UVic expert’s research work goes global

Humans making extreme weather worse: researchers

Storms in the Northern Hemisphere are getting worse, and human impact on climate change is to blame, says a University of Victoria researcher whose work made headlines around the world last week.

Francis Zwiers, director of UVic’s Pacific Climate Impacts Consortium, co-authored the first study linking global warming to extreme precipitation events across North America, Europe and Asian weather stations. 

Published in the Feb. 17 edition of the journal Nature, Zwiers and lead-author Seung-Ki Min conclude that acts of nature – heavy rain and snow, floods and mudslides – are intensifying and are doing so at a rate faster than scientists were able to project.

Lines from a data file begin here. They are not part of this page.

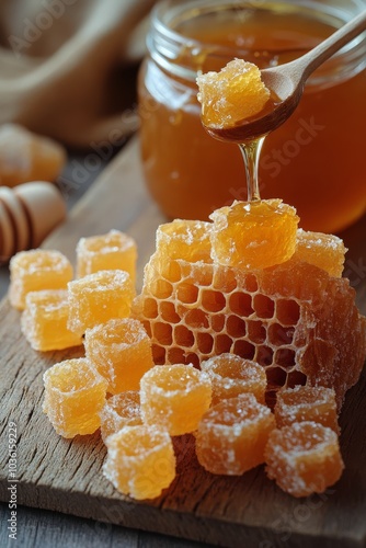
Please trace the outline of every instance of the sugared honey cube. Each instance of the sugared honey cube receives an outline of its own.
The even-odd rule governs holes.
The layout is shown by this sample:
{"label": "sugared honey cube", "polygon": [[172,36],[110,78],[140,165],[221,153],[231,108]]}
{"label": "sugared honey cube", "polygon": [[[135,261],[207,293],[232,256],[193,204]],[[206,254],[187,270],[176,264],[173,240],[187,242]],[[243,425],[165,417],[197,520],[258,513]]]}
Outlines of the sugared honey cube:
{"label": "sugared honey cube", "polygon": [[81,238],[77,244],[77,276],[98,271],[122,270],[136,278],[136,242],[119,230],[106,235]]}
{"label": "sugared honey cube", "polygon": [[128,272],[99,271],[68,284],[68,328],[82,335],[112,318],[127,318],[135,297]]}
{"label": "sugared honey cube", "polygon": [[155,499],[175,477],[175,456],[167,431],[125,426],[106,439],[104,476],[123,494]]}
{"label": "sugared honey cube", "polygon": [[334,430],[336,434],[340,432],[335,393],[332,388],[283,388],[277,393],[275,419],[278,429],[289,426],[294,422],[313,421]]}
{"label": "sugared honey cube", "polygon": [[201,369],[211,379],[213,406],[247,392],[264,403],[267,379],[264,368],[258,363],[224,353],[202,362]]}
{"label": "sugared honey cube", "polygon": [[85,356],[107,380],[107,391],[139,390],[140,378],[153,366],[151,341],[144,326],[116,318],[85,331]]}
{"label": "sugared honey cube", "polygon": [[157,229],[157,253],[167,260],[210,262],[211,222],[175,219]]}
{"label": "sugared honey cube", "polygon": [[260,69],[242,59],[231,60],[220,72],[199,76],[197,84],[203,123],[214,128],[233,127],[255,116],[270,99]]}
{"label": "sugared honey cube", "polygon": [[330,276],[341,277],[346,253],[343,240],[333,235],[322,232],[297,231],[295,258],[314,264],[328,272]]}
{"label": "sugared honey cube", "polygon": [[124,426],[142,424],[140,412],[140,395],[137,390],[128,390],[108,398],[100,412],[101,434],[105,442]]}
{"label": "sugared honey cube", "polygon": [[274,430],[265,461],[268,478],[293,496],[322,493],[340,479],[344,468],[338,435],[316,422]]}
{"label": "sugared honey cube", "polygon": [[290,259],[298,216],[281,199],[233,202],[215,210],[213,259],[224,266],[266,269]]}
{"label": "sugared honey cube", "polygon": [[198,424],[198,461],[211,473],[240,476],[264,463],[264,448],[274,427],[271,410],[252,393],[224,400]]}
{"label": "sugared honey cube", "polygon": [[70,261],[59,251],[20,251],[10,261],[10,304],[23,310],[30,292],[65,289],[71,278]]}
{"label": "sugared honey cube", "polygon": [[42,352],[79,346],[82,339],[67,329],[68,315],[66,289],[31,292],[25,297],[22,332],[31,346]]}
{"label": "sugared honey cube", "polygon": [[191,365],[152,367],[140,387],[142,421],[167,429],[172,436],[195,431],[211,401],[207,374]]}
{"label": "sugared honey cube", "polygon": [[99,429],[106,380],[85,358],[60,362],[47,369],[43,379],[43,411],[57,434],[73,437],[77,434],[92,434]]}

“Climate scientists have made arguments that it’s caused as the atmosphere warms, (and is) able to hold more water vapours, not necessarily more days of heavy precipitation, but the events are more extreme,” Zwiers said.

Those events include the September mudslide in Bella Coola that cut off Cariboo communities and this winter’s flooding in the maritimes. 

The worst annual storms were tracked from 1951 through 1999. The likelihood of a rainfall event being more extreme than the previous year’s highest precipitation increased slightly with each subsequent year. 

“The average waiting time between major events is getting shorter,” added Zwiers, the former head of climate research at Environment Canada.

Zwiers, an expert in applying statistical methods to climate variability and change, said our understanding of climate change is limited by the speed and consistency of data.

 There are fewer resources available in the Southern Hemisphere, making it more difficult to compile evidence on climate trends there. 

Also, the impact of volcanic eruptions is another unknown factor, not fully understood by Zwiers and his colleagues.

In Greater Victoria, an extreme event might currently translate to 75-100 millimetres in precipitation at one time – numbers that suggest the need for more robust storm water handling infrastructure, from holding ponds to rain gardens, Zwiers said.

“One thing I think we can be sure of is that these events will be stronger over time,” he said.

How much humans will be able to reduce their impact on storms over the next 100 years through reducing their carbon footprint is up for debate.

“These are local actions, but they’re going to have to be taken everywhere.”